ThoughtsUnder the Empyrean Sky is a book unlike any other that I’ve read. Wendig takes the typical Monsanto argument to interesting extremes and creates a world filled with corn, miles after miles of the stuff, which is about the only thing that will apparently grow on its own now since most people only have access to terminator seeds, which are designed to only allow for one planting. The corn’s not even good for eating, only being used for processing into things like fuel. It’s ways like these that the Empyrean, ruling from their floating cities in the sky, keep those of the Heartland under their thumbs.

In the Heartland is Cael, a dissatisfied teenager who finds the few things he wanted in life being forever out of reach. His sister has run away. The girl he likes is betrothed to the guy he hates. His mother is dying, and his father doesn’t seem concerned with the fact that life in the Heartland is a truly terrible place. But a chance discovery of a hidden garden of vegetables in the sea of corn, vegetables that are growing on their own and are not twisted by rot or being destroyed by approaching corn, sets things in motion that utterly uproots life for him nd everyone he holds dear.

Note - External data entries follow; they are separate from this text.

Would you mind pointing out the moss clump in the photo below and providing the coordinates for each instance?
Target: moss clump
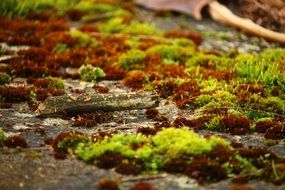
(2, 136)
(60, 48)
(72, 141)
(55, 82)
(171, 52)
(209, 61)
(4, 78)
(90, 73)
(153, 151)
(220, 98)
(84, 39)
(117, 25)
(133, 59)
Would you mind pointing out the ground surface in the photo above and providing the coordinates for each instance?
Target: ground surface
(36, 168)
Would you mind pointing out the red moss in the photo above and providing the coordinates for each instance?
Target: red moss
(92, 119)
(135, 79)
(4, 105)
(15, 141)
(172, 71)
(219, 75)
(128, 169)
(142, 186)
(204, 169)
(151, 113)
(255, 154)
(196, 38)
(276, 132)
(107, 184)
(235, 125)
(176, 166)
(61, 153)
(15, 94)
(147, 130)
(74, 14)
(114, 73)
(166, 89)
(43, 93)
(239, 187)
(100, 89)
(263, 126)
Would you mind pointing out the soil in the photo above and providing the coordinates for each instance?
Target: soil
(27, 159)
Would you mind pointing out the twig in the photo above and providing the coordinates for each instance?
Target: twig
(222, 14)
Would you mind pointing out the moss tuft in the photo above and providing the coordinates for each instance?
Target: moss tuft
(4, 78)
(90, 73)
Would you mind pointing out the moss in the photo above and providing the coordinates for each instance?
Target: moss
(256, 68)
(4, 78)
(133, 59)
(72, 141)
(61, 48)
(2, 136)
(153, 151)
(214, 123)
(220, 98)
(209, 61)
(138, 28)
(90, 73)
(171, 52)
(83, 39)
(55, 82)
(113, 25)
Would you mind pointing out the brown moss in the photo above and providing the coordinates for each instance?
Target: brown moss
(151, 113)
(142, 186)
(15, 94)
(204, 169)
(236, 125)
(43, 93)
(4, 105)
(275, 132)
(114, 73)
(61, 153)
(135, 79)
(107, 184)
(15, 141)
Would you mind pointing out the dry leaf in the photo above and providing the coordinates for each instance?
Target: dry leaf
(192, 7)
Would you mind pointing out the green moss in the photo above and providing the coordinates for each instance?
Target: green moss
(117, 25)
(113, 25)
(4, 78)
(154, 151)
(90, 73)
(214, 123)
(139, 28)
(83, 39)
(133, 59)
(255, 68)
(60, 48)
(2, 136)
(199, 59)
(55, 82)
(220, 98)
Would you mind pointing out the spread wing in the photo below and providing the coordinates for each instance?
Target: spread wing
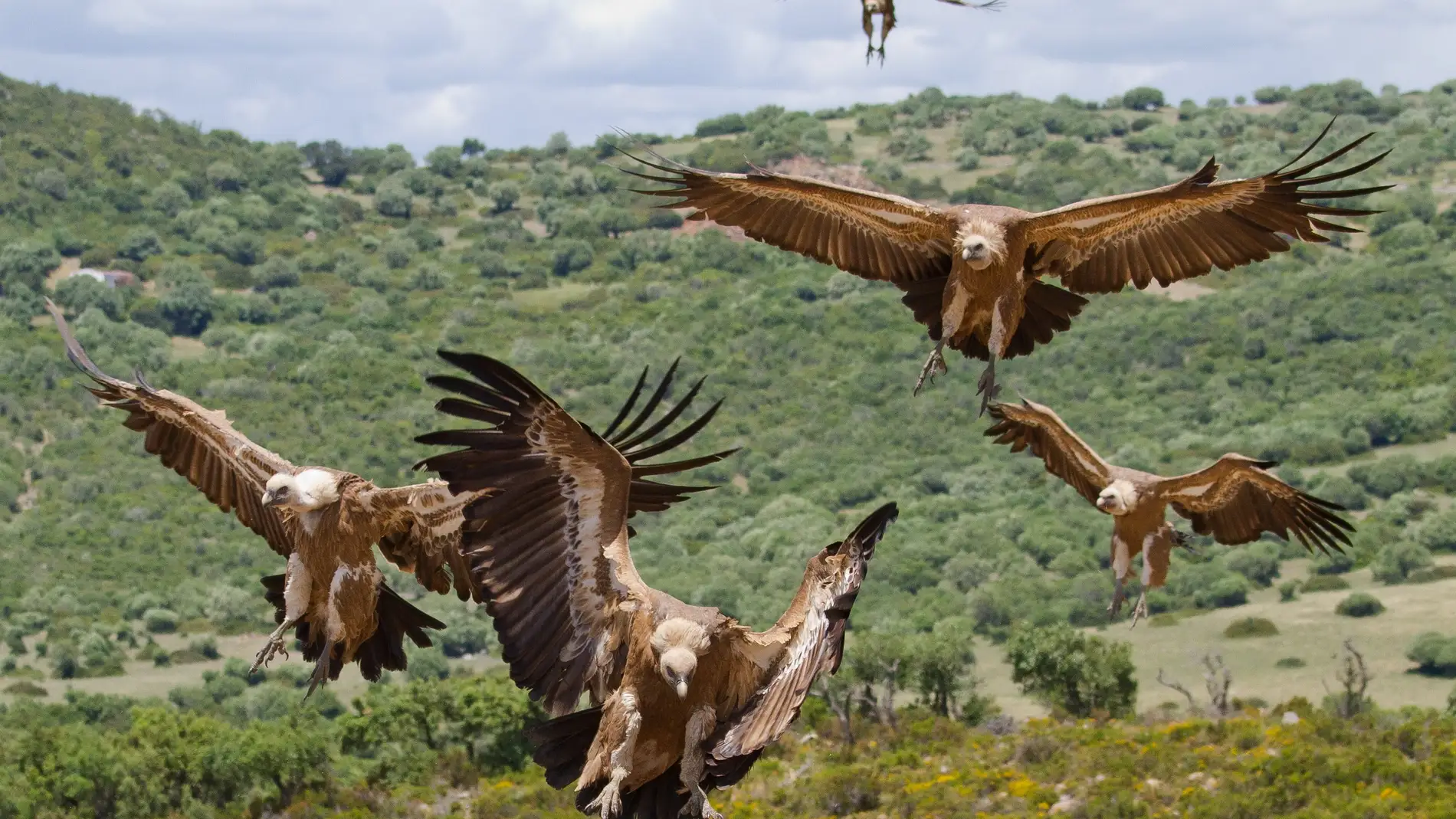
(548, 539)
(1235, 501)
(874, 236)
(1185, 229)
(1053, 441)
(424, 534)
(805, 642)
(197, 443)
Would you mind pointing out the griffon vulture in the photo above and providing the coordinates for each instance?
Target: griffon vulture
(326, 521)
(973, 274)
(887, 21)
(684, 699)
(1235, 501)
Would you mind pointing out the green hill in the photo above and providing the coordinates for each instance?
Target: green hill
(310, 312)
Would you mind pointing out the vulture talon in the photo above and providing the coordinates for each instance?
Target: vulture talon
(1223, 501)
(986, 386)
(699, 808)
(933, 365)
(1001, 281)
(609, 802)
(1140, 610)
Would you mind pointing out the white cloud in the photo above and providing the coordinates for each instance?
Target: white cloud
(431, 71)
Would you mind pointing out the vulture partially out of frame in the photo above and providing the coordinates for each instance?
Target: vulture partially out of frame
(682, 697)
(972, 274)
(326, 521)
(886, 9)
(1235, 500)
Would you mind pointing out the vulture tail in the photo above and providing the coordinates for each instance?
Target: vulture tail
(385, 649)
(561, 747)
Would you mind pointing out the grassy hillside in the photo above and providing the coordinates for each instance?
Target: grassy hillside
(305, 290)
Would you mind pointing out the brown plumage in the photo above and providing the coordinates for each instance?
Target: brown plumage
(972, 274)
(886, 9)
(1234, 500)
(682, 696)
(326, 523)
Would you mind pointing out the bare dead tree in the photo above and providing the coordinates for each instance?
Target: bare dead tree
(1218, 678)
(1177, 687)
(1353, 678)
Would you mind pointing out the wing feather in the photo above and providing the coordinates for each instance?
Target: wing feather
(1132, 239)
(805, 642)
(197, 443)
(1237, 501)
(546, 537)
(874, 236)
(1051, 440)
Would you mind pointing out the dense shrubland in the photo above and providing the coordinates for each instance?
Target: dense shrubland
(305, 290)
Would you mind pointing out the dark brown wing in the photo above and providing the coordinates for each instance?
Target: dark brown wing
(1051, 440)
(641, 440)
(1185, 229)
(548, 540)
(1235, 501)
(804, 644)
(197, 443)
(874, 236)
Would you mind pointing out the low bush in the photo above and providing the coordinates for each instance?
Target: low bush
(1325, 584)
(1359, 604)
(1433, 654)
(1251, 627)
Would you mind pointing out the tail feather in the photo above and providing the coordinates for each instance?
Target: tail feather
(383, 649)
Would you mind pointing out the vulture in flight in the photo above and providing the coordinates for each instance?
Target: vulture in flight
(1235, 500)
(887, 21)
(326, 521)
(973, 274)
(682, 697)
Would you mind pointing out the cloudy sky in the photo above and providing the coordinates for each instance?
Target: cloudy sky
(511, 71)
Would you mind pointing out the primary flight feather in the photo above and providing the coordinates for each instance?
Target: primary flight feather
(682, 697)
(326, 523)
(972, 274)
(1234, 500)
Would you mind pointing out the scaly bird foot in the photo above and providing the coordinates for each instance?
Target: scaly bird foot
(1140, 610)
(265, 655)
(933, 365)
(608, 802)
(988, 388)
(698, 806)
(1113, 608)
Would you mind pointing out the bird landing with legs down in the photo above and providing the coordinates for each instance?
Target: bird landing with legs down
(1235, 500)
(682, 699)
(973, 274)
(886, 11)
(326, 523)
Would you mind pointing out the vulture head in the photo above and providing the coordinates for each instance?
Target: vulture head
(982, 244)
(1119, 498)
(677, 645)
(303, 492)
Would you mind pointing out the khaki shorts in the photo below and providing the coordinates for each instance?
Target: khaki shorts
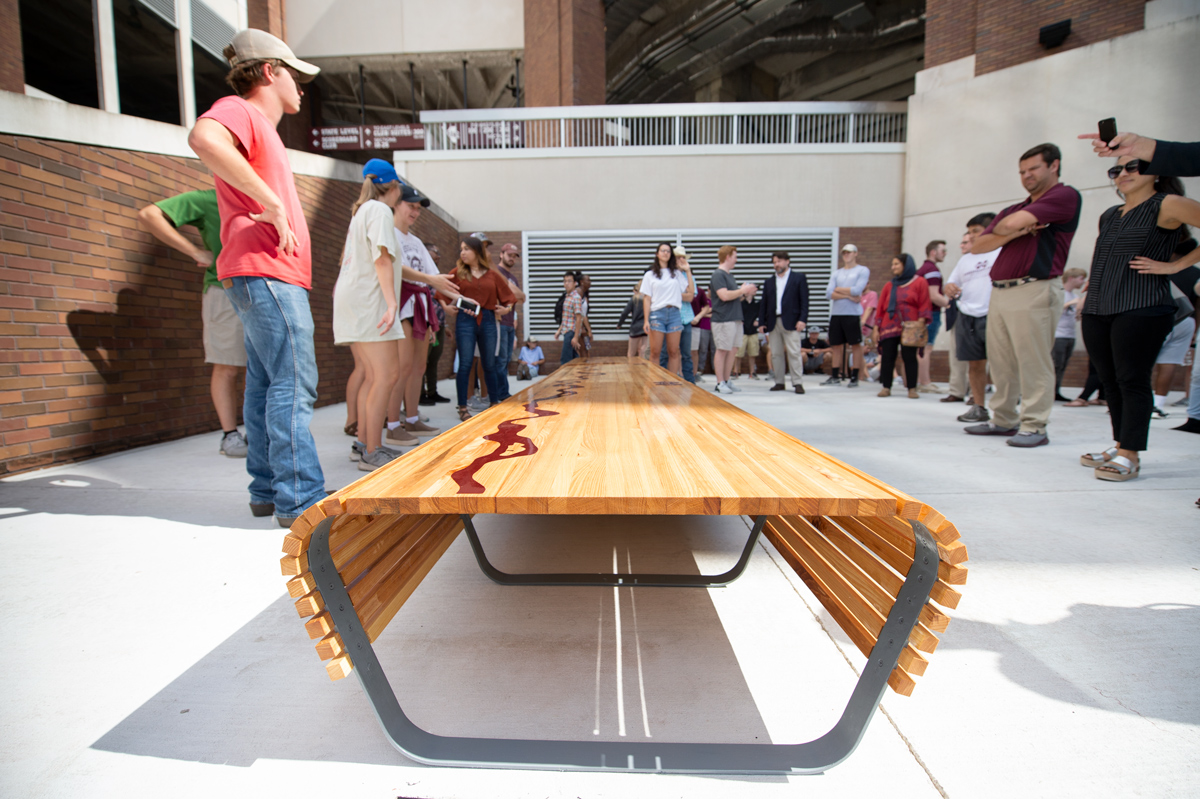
(726, 335)
(223, 340)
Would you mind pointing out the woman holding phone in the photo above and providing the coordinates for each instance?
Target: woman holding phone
(485, 298)
(365, 305)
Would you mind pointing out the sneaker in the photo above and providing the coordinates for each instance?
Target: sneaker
(975, 414)
(420, 428)
(402, 437)
(989, 430)
(1026, 439)
(376, 458)
(233, 445)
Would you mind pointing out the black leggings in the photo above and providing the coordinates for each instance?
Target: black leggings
(1123, 349)
(888, 348)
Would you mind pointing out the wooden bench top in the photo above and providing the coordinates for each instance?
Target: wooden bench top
(613, 436)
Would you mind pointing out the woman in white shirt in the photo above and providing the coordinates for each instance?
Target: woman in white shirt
(665, 287)
(365, 305)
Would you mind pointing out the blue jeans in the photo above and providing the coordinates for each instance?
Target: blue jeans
(935, 326)
(281, 389)
(689, 373)
(508, 337)
(468, 334)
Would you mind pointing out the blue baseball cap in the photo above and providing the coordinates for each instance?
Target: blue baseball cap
(384, 173)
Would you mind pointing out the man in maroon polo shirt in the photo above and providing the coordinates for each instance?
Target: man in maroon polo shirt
(1026, 298)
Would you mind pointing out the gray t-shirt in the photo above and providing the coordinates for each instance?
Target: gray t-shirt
(723, 310)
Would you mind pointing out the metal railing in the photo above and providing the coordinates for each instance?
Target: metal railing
(677, 126)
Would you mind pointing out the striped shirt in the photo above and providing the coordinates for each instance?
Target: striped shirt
(1113, 287)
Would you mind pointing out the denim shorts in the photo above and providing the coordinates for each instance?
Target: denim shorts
(666, 320)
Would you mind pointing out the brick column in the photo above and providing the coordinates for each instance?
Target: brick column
(564, 53)
(12, 61)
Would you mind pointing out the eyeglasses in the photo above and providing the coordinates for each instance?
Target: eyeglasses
(1133, 166)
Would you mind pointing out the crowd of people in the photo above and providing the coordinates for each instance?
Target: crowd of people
(1011, 306)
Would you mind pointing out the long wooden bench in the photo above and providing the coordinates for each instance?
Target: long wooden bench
(592, 439)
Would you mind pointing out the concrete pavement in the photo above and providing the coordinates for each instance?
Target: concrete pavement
(154, 650)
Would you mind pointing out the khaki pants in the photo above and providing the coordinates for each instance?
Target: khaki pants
(959, 386)
(1021, 323)
(780, 338)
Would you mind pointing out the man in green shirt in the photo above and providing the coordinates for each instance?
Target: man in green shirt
(223, 340)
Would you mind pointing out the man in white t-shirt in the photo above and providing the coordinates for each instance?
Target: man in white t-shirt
(970, 283)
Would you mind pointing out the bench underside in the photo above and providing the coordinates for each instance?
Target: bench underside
(809, 757)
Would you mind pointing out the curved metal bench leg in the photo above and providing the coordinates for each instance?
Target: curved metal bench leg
(810, 757)
(606, 580)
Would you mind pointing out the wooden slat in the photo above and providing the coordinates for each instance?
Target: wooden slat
(889, 581)
(330, 647)
(879, 602)
(941, 593)
(855, 630)
(839, 598)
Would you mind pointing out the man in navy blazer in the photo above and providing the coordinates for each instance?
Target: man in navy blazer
(783, 316)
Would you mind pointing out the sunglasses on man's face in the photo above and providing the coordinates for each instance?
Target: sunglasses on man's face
(1132, 166)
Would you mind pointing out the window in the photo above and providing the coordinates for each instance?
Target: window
(58, 40)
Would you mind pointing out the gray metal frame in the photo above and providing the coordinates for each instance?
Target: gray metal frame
(606, 580)
(809, 757)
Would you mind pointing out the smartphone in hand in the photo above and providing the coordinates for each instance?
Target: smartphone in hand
(1108, 130)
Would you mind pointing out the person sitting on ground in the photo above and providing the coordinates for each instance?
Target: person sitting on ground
(1065, 335)
(904, 299)
(529, 360)
(815, 353)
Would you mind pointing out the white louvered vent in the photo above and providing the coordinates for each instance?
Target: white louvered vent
(165, 8)
(209, 30)
(617, 259)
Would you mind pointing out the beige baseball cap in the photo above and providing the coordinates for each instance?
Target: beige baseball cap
(253, 44)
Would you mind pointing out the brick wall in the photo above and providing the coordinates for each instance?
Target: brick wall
(1005, 32)
(100, 324)
(12, 61)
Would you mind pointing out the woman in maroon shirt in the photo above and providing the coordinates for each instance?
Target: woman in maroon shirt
(904, 299)
(478, 281)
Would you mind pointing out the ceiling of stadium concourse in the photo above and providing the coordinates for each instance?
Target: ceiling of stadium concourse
(725, 50)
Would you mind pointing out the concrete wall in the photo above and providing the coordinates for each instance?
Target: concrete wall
(966, 132)
(634, 192)
(317, 28)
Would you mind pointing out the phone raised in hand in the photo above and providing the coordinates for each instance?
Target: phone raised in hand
(1108, 130)
(467, 305)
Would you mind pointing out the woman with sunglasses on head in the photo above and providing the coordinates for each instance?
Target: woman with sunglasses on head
(665, 287)
(1129, 311)
(486, 288)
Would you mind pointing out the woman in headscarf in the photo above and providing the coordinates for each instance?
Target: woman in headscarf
(905, 298)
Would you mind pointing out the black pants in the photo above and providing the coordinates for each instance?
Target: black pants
(431, 364)
(1123, 349)
(888, 348)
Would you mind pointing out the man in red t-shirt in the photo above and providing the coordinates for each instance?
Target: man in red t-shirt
(265, 266)
(1026, 298)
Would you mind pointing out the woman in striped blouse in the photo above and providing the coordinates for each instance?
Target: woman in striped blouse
(1129, 311)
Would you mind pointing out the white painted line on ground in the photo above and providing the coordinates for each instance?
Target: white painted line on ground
(637, 647)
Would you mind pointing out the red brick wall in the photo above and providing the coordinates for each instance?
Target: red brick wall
(100, 324)
(12, 62)
(949, 30)
(1005, 32)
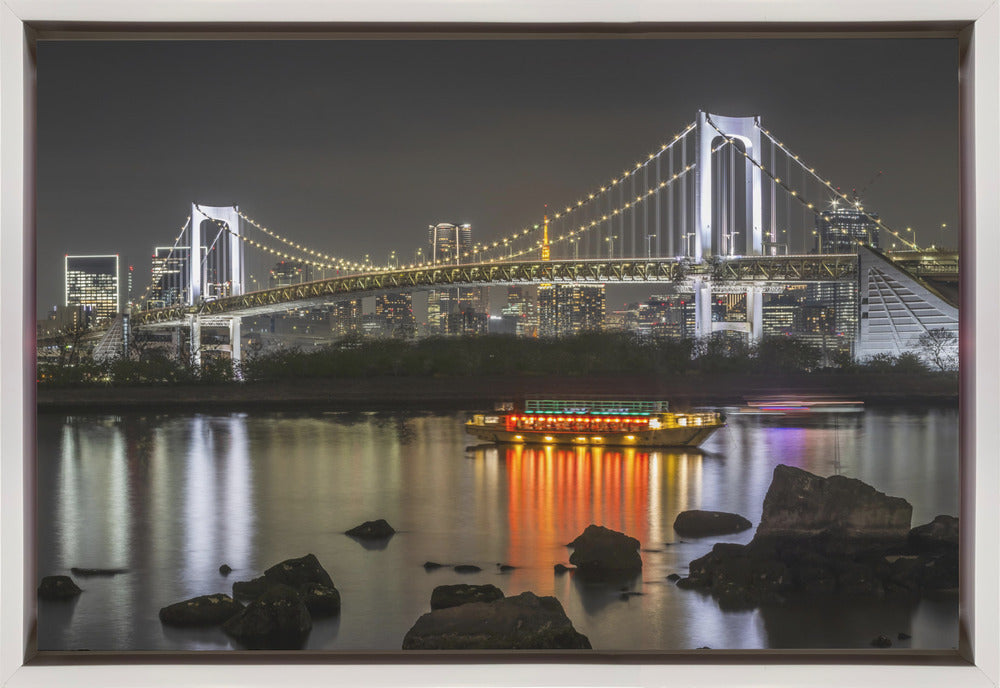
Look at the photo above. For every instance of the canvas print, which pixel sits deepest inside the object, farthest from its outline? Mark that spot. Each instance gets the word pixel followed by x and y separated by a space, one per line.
pixel 619 345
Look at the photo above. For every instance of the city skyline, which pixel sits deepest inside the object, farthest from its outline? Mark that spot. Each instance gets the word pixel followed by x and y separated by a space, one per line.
pixel 502 149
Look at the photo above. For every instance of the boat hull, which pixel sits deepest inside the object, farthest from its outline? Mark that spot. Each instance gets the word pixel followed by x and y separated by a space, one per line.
pixel 664 437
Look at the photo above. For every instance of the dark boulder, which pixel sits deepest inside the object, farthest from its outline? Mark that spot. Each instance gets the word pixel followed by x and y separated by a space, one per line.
pixel 207 610
pixel 524 622
pixel 277 620
pixel 86 573
pixel 941 534
pixel 696 523
pixel 372 530
pixel 445 596
pixel 320 600
pixel 57 588
pixel 847 514
pixel 600 550
pixel 292 572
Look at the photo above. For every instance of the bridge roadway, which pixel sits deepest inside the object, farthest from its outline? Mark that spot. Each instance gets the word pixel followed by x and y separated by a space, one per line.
pixel 740 270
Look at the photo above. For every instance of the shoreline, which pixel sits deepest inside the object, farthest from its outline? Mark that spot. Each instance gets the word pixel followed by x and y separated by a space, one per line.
pixel 395 393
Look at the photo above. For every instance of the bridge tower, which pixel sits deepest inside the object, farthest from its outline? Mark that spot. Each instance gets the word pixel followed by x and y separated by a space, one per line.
pixel 229 268
pixel 707 131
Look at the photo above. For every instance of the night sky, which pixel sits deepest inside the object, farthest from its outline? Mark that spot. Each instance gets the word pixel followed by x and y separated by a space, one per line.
pixel 354 147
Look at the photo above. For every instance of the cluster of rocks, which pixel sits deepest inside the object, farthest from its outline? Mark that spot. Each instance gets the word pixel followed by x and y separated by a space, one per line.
pixel 280 606
pixel 833 535
pixel 479 617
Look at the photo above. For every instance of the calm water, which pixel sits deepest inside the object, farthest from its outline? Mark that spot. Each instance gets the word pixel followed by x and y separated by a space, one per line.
pixel 172 497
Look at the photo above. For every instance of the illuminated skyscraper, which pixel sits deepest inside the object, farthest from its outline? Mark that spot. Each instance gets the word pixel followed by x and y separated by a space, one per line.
pixel 92 282
pixel 287 273
pixel 450 243
pixel 565 309
pixel 840 230
pixel 394 312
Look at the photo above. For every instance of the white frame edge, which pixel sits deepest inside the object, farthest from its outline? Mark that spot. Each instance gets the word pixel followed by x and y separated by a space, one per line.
pixel 981 431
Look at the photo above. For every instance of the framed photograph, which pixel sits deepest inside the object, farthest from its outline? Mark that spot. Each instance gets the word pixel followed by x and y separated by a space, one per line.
pixel 374 353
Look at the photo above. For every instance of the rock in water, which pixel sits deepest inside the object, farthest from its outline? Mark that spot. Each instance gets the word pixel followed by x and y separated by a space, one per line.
pixel 372 530
pixel 207 610
pixel 941 534
pixel 600 550
pixel 57 588
pixel 320 600
pixel 524 622
pixel 445 596
pixel 292 572
pixel 844 511
pixel 277 620
pixel 696 523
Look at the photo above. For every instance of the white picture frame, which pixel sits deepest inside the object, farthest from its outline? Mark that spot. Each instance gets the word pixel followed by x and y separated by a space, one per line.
pixel 980 511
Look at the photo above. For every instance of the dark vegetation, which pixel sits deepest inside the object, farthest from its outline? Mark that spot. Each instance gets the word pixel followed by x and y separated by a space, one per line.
pixel 495 355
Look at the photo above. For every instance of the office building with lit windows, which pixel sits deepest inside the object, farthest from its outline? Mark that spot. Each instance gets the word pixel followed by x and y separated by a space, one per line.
pixel 565 309
pixel 92 282
pixel 841 230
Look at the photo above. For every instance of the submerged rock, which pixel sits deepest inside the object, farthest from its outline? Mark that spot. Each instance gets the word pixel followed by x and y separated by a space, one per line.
pixel 829 536
pixel 206 610
pixel 372 530
pixel 524 622
pixel 445 596
pixel 848 514
pixel 292 572
pixel 320 600
pixel 77 571
pixel 57 588
pixel 941 534
pixel 277 620
pixel 697 523
pixel 600 550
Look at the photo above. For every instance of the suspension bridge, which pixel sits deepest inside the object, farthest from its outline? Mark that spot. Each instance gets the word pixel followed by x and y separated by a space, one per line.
pixel 722 204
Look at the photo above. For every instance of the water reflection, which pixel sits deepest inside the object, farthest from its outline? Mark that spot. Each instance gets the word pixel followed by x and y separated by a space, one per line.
pixel 172 497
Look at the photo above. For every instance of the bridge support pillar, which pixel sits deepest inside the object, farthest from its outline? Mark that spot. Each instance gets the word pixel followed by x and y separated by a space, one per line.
pixel 194 341
pixel 234 346
pixel 755 314
pixel 702 308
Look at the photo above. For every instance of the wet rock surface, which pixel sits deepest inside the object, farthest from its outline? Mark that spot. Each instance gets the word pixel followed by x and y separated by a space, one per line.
pixel 277 620
pixel 372 530
pixel 292 572
pixel 206 610
pixel 697 523
pixel 523 622
pixel 84 572
pixel 601 551
pixel 446 596
pixel 860 548
pixel 57 588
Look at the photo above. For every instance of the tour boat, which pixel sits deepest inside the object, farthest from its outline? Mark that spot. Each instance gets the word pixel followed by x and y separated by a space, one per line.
pixel 594 422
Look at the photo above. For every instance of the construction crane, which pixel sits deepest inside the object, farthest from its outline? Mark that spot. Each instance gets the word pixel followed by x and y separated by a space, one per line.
pixel 859 195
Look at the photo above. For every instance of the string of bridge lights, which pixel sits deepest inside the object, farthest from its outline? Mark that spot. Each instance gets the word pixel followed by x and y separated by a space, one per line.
pixel 334 261
pixel 614 212
pixel 281 254
pixel 828 184
pixel 590 197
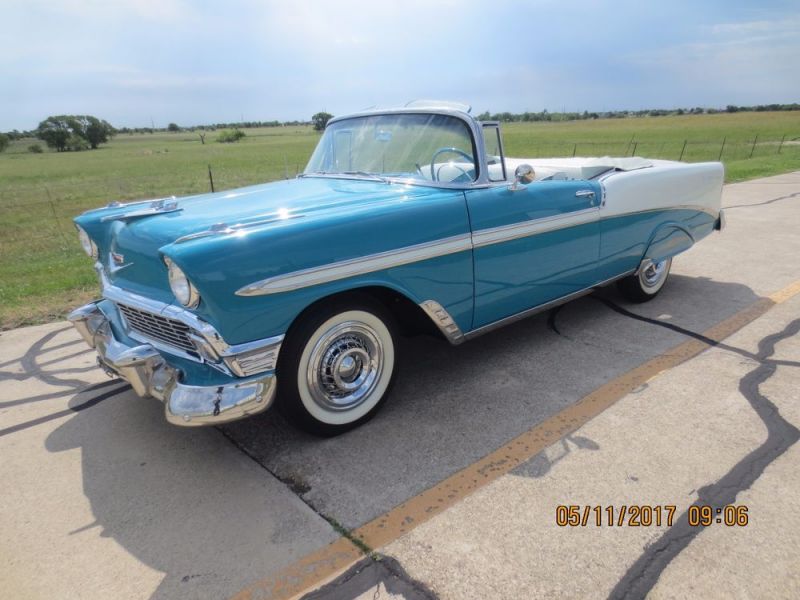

For anyone who’s read Chuck Wendig’s blog or Twitter feed, it’s not surprising to see this book peppered with swear words. Not surprising, but still a happy find, since anyone who’s spent any time around teenagers (or even being a teenager) knows full-well that most teens curse a lot more than media presentations would have one believe. It’s something that I can overlook in most of the novels I read, since after all, I’m reading for the story and not in the search for an utterly real representation of the speech patterns of 16-year-olds, but when I do come across something that lets loose with a little foul language, it highlights how much others don’t do this, and becomes a stand-out example amongst the crowd.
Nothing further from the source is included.